Cross-Flow Parameter Access¶

You can access parameters from other flows using dot notation with params.get():

from latent.prefect import params

@task("analyze")
def analyze_task(data):
    # Access parameters from another flow
    upstream_model = params.get("upstream_flow.model_name")
    upstream_temp = params.get("upstream_flow.temperature", default=0.7)

    # Current flow parameters still work
    batch_size = params.batch_size

    return analyze(data, model=upstream_model, temp=upstream_temp)

This is useful when:

You need to ensure consistency across flows (e.g., same model configuration)
A downstream flow needs to know upstream configuration
You want to reference shared settings without duplicating them

How it works:

params.get("other_flow.param_name") loads parameters.yaml from flows/other_flow/
Global parameters from global.yaml are merged (flow-specific takes precedence)
If the flow or parameter doesn't exist, returns the default value

# Example: Downstream flow accessing upstream configuration
@flow("downstream_flow")
def downstream_flow():
    # Get the model that was used in upstream processing
    upstream_model = params.get("upstream_flow.model_name")

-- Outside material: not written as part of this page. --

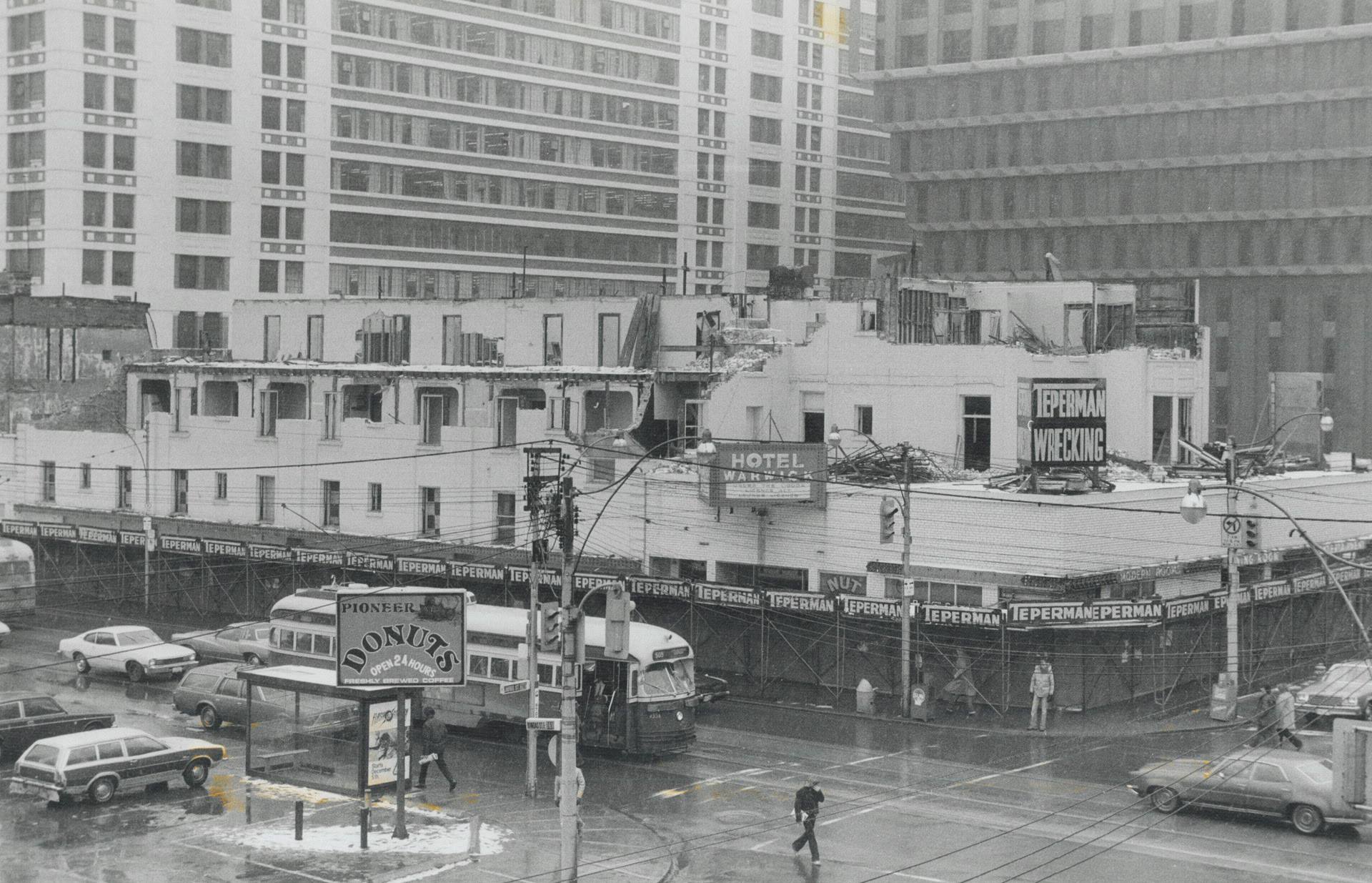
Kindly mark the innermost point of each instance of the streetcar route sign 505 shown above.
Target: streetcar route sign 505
(1231, 532)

    # Use the same model for consistency
    if upstream_model:
        logger.info(f"Using upstream model: {upstream_model}")

    result = process_task()
    return result

Note

Cross-flow parameter access only works with params.get(), not with attribute access (params.other_flow) or dict access (params["other_flow.param"]).

Using get_config()¶

from latent.prefect import get_config

@flow("my_flow")
def my_flow():
    config = get_config()

    # Access parameters
    batch_size = config["parameters"]["batch_size"]

    # Access catalog
    datasets = config["catalog"]

Logging¶

Using the `logger` Object¶

from latent.prefect import logger

@task("process")
def process_task(data):
    logger.debug("Detailed debug information")
    logger.info(f"Processing {len(data)} rows")
    logger.warning("This might take a while")
    logger.error("Something went wrong")

    try:
        result = risky_operation()
    except Exception as e:
        logger.exception("Operation failed")
        raise

    return result

Using get_flow_logger()¶

from latent.prefect import get_flow_logger

@task("process")
def process_task(data):
    logger = get_flow_logger()
    logger.info("Task started")
    return data

Advanced Patterns¶

Parallel Task Execution¶

@flow("parallel_flow")
def parallel_flow():
    items = load_items()

    # Execute task in parallel for each item
    futures = process_item_task.map(
        item=items,
        idx=range(len(items))
    )

    # Wait for all tasks to complete
    results = [f.result() for f in futures]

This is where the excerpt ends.